After your Databricks account is enabled for HIPAA on Google Cloud, workspaces in the account have HIPAA compliance features for all regions. To deploy a workspace without HIPAA compliance features, you must create a separate Databricks account.

Important

  • You are wholly responsible for ensuring your own compliance with all applicable laws and regulations. Information provided in Databricks online documentation does not constitute legal advice, and you should consult your legal advisor for any questions regarding regulatory compliance.

  • Databricks does not support the use of preview features for the processing of PHI on the HIPAA on Google Cloud platform, with the exception of the features listed in Preview features that are supported for processing of PHI data.

Preview features that are supported for processing of PHI data

The following preview features are supported for processing of PHI:

Shared responsibility of HIPAA compliance

Complying with HIPAA has three major areas, with different responsibilities. While each party has numerous responsibilities, below we enumerate key responsibilities of ours, along with your responsibilities.

This article use the Databricks terminology control plane and a compute plane, which are two main parts of how Databricks works:

  • The Databricks control plane includes the backend services that Databricks manages in its own Google Cloud account.

  • The compute plane is where your data lake is processed. The classic compute plane includes a VPC in your Google Cloud account, and clusters of compute resources to process your notebooks, jobs, and pro or classic SQL warehouses.

Key responsibilities of Google include:

  • Perform its obligations as a business associate under your BAA with Google.

  • Provide you virtual machines under your contract with Google Cloud that support HIPAA compliance.

  • Provide encryption at rest and in-transit encryption within GKE clusters that is adequate under HIPAA.

  • Delete encryption keys and data when Databricks releases the VM instances.

Key responsibilities of Databricks include:

  • Encrypt in-transit PHI data that is transmitted to or from the control plane.

  • Encrypt PHI data at rest in the control plane

  • Deprovision VM instances when you indicate in Databricks that they are to be deprovisioned, for example auto-termination or manual termination, so that Google Cloud can wipe them.

Key responsibilities of yours:

  • Do not use preview features within Databricks to process PHI without our written permission. However, it is supported to use the preview features listed in Preview features that are supported for processing of PHI data.

  • Follow security best practices, such as disable unnecessary egress from the compute plane and use the Databricks secrets feature (or other similar functionality) to store access keys that provide access to PHI.

  • Enter into a business associate agreement with Google Cloud to cover all data processed within the VPC where the VM instances are deployed.

  • Do not do something within a virtual machine that would be a violation of HIPAA. For example, direct Databricks to send unencrypted PHI to an endpoint.

  • Ensure that all data that may contain PHI is encrypted at rest when you store it in locations that the Databricks platform may interact with. You are responsible for ensuring the encryption (as well as performing backups) for your buckets that Databricks creates in your account for each workspace and all other data sources.

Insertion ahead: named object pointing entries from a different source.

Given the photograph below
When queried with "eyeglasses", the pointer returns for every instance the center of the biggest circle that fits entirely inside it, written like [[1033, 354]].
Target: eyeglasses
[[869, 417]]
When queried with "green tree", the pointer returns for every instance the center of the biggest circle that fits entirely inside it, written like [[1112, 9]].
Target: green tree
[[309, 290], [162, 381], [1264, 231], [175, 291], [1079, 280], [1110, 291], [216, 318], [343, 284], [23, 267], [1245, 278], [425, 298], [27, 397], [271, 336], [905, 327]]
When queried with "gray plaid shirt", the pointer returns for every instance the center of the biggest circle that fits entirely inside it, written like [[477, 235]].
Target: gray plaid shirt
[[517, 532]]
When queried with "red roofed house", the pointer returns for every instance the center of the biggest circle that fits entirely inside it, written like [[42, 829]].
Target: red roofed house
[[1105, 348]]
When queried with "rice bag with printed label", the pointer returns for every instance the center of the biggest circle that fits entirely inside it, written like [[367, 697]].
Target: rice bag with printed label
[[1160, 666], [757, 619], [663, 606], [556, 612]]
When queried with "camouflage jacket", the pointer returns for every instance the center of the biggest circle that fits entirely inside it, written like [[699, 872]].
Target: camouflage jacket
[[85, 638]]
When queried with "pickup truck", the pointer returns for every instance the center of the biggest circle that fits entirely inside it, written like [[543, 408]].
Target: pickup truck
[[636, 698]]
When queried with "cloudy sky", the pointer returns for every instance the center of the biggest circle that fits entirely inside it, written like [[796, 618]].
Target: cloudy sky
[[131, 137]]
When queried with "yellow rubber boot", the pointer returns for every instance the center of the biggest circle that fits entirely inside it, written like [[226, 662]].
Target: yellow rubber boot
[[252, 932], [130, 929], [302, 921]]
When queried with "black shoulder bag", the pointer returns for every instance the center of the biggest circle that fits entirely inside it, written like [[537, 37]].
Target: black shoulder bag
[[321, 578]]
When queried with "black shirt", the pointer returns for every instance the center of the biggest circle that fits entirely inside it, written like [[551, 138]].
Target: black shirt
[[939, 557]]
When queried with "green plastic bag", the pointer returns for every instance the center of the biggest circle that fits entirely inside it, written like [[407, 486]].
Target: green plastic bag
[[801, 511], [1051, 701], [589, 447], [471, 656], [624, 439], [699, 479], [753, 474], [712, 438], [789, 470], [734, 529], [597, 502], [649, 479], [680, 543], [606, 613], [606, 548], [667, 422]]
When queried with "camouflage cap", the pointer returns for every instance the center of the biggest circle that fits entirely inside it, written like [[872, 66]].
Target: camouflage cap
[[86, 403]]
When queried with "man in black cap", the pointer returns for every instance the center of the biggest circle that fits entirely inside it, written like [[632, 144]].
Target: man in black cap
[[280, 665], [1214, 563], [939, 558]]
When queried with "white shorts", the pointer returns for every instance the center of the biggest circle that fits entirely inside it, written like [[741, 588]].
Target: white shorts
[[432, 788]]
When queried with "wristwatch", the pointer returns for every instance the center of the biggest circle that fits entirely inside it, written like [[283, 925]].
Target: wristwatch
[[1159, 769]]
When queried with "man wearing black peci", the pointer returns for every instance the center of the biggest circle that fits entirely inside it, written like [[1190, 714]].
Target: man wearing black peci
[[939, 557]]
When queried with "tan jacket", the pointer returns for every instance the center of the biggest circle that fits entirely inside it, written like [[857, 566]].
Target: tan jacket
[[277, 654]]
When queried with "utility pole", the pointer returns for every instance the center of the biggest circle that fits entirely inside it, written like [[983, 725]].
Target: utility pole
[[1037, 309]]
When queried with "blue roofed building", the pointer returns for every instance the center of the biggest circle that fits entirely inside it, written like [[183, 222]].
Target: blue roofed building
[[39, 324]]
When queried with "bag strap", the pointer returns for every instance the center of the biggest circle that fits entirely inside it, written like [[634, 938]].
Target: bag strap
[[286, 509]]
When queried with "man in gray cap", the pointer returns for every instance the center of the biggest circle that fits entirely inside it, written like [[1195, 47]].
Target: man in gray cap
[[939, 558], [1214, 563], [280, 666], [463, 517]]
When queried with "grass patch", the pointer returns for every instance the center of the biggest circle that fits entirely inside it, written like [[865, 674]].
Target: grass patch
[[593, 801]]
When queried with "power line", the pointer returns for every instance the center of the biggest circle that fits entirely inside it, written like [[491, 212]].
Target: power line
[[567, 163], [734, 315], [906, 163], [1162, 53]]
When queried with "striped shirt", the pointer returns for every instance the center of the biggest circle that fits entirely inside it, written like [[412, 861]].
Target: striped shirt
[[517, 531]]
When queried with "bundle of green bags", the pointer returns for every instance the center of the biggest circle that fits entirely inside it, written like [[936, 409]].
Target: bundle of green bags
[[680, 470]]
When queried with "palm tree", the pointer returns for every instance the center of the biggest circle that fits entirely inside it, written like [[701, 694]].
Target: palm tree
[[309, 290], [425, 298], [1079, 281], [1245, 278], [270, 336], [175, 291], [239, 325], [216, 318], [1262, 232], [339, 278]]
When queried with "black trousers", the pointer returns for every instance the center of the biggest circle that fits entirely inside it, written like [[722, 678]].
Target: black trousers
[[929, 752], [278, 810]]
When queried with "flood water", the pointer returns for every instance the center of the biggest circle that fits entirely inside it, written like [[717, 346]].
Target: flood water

  • Ensure that all data that may contain PHI is encrypted in transit between Databricks and any of your data storage locations or external locations you access from a compute plane machine. For example, any APIs that you use in a notebook that might connect to external data source must use appropriate encryption on any outgoing connections.

  • Ensure that all data that may contain PHI is encrypted at rest when you store it in locations that the Databricks platform may interact with.

  • Ensure the encryption (as well as performing backups) for your workspace’s buckets and all other data sources.

  • Ensure that all data that may contain PHI is encrypted in transit between Databricks and any of your data storage locations or external locations you access from a compute plane machine. For example, any APIs that you use in a notebook that might connect to external data source must use appropriate encryption on any outgoing connections.